The Three Intermezzi for piano, Op. 117, are a set of solo piano pieces composed by Johannes Brahms in 1892. They show Brahms's interest in lullaby; in particular, Brahms told a friend that they were "three lullabies of my grief". They consist of:
1. Intermezzo in E♭ major. Andante moderato
2. Intermezzo in B♭ minor. Andante non troppo e con molto espressione
3. Intermezzo in C♯ minor. Andante con moto

The first intermezzo is among Brahms's most popular piano compositions.

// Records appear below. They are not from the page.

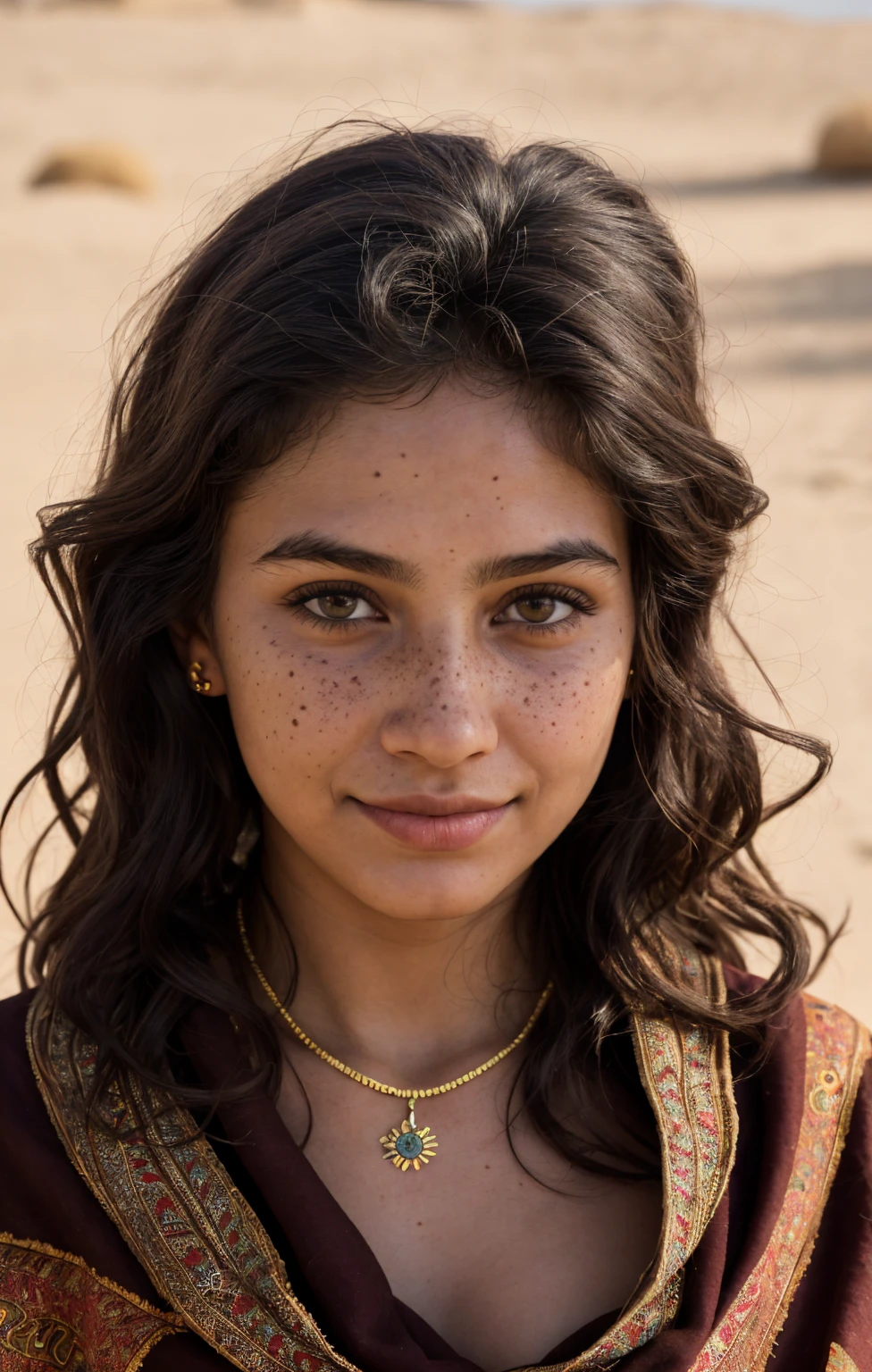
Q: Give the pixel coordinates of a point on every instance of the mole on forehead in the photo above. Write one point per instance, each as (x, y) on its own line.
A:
(311, 547)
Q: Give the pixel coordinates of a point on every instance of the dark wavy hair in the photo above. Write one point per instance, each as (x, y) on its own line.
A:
(373, 268)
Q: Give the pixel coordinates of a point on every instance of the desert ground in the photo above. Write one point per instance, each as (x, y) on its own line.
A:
(716, 113)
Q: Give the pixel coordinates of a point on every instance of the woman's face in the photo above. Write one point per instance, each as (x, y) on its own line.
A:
(423, 623)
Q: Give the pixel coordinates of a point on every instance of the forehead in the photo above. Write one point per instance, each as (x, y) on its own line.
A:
(457, 475)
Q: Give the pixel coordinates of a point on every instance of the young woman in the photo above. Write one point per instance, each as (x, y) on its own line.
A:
(389, 1014)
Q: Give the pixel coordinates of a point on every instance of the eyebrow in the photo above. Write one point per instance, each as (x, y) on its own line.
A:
(312, 547)
(566, 552)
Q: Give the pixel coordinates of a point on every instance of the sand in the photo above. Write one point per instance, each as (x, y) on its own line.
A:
(717, 112)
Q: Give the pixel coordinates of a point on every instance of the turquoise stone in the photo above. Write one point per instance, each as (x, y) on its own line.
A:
(409, 1144)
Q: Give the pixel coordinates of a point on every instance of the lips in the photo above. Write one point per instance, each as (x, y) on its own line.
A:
(436, 824)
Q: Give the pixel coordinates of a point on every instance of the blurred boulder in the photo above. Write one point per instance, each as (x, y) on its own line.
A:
(110, 165)
(845, 146)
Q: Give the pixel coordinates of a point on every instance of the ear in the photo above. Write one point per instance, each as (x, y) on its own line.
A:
(198, 659)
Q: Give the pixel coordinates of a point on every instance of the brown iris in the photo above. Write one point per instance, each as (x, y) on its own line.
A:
(338, 606)
(536, 609)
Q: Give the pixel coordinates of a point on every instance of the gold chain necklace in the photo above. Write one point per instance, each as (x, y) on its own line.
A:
(411, 1144)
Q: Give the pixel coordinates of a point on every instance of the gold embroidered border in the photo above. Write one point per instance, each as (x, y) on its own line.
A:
(207, 1254)
(836, 1051)
(56, 1312)
(839, 1359)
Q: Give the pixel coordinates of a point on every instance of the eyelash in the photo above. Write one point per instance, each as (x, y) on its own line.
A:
(298, 603)
(551, 590)
(569, 594)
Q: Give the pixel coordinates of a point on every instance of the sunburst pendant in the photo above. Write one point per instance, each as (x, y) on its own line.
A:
(411, 1144)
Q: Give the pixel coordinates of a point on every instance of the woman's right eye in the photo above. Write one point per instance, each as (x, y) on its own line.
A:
(340, 606)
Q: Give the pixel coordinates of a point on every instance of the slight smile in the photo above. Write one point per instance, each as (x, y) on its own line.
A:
(436, 824)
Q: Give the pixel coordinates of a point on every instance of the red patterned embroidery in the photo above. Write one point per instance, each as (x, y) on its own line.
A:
(56, 1313)
(209, 1256)
(836, 1050)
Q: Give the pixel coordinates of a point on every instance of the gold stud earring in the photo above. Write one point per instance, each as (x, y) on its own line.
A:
(196, 675)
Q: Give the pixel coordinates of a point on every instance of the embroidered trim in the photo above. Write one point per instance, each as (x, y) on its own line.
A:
(839, 1359)
(56, 1312)
(207, 1254)
(688, 1083)
(836, 1051)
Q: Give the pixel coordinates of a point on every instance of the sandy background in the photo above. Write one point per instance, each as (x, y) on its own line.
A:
(717, 112)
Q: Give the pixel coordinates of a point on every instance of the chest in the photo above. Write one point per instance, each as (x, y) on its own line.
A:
(503, 1251)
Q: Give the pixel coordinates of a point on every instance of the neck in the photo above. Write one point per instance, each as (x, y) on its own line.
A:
(401, 999)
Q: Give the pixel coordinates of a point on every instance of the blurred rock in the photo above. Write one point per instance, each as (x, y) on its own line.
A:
(110, 165)
(845, 146)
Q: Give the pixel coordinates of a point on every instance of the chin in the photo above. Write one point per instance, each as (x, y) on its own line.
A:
(415, 899)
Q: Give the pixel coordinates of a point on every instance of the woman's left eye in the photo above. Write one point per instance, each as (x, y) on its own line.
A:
(537, 609)
(340, 607)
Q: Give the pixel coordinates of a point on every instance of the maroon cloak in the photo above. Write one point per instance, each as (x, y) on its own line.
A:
(148, 1246)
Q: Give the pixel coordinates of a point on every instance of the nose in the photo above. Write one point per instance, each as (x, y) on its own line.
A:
(447, 718)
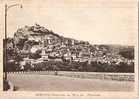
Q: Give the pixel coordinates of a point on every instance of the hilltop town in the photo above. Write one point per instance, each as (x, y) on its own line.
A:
(37, 48)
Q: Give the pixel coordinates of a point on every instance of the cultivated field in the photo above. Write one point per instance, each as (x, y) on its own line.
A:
(71, 81)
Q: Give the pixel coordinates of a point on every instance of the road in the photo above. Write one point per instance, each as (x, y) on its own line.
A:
(33, 82)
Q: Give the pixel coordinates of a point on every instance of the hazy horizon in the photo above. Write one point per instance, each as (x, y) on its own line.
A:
(98, 22)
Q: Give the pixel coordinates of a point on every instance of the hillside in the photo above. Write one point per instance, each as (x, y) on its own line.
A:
(38, 44)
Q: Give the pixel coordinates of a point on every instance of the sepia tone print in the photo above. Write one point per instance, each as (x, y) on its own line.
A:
(42, 56)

It is prefaced in the score by two lines from an anonymous Scottish ballad, "Lady Anne Bothwell's Lament", translated to German by Johann Gottfried Herder:

Schlaf sanft mein Kind, schlaf sanft und schön!
Mich dauert’s sehr, dich weinen sehn.

Original:
Baloo, my babe, lie still and sleep;
It grieves me sore to see thee weep.

== History ==

Brahms composed the three Intermezzi of Opus 117 in the summer of 1892 while staying in Bad Ischl. In June of that year he asked his friend, the musicologist Eusebius Mandyczewski, to send him manuscript paper so that Brahms could "properly sketch" the three pieces. In September 1892 Clara Schumann learned of the pieces' existence from her student Ilona Eibenschütz and wrote to Brahms requesting he send them to her. He sent her the completed pieces on 14 October 1892.

==Reception==
These character pieces were described by the critic Eduard Hanslick as "monologues". Brahms's biographer Walter Niemann calls them "thoroughly personal and subjective", striking a "pensive, graceful, dreamy, resigned, and elegiac note".

To Niemann, the middle section of the second intermezzo seems to portray a "man as he stands with the bleak, gusty autumn wind eddying round him".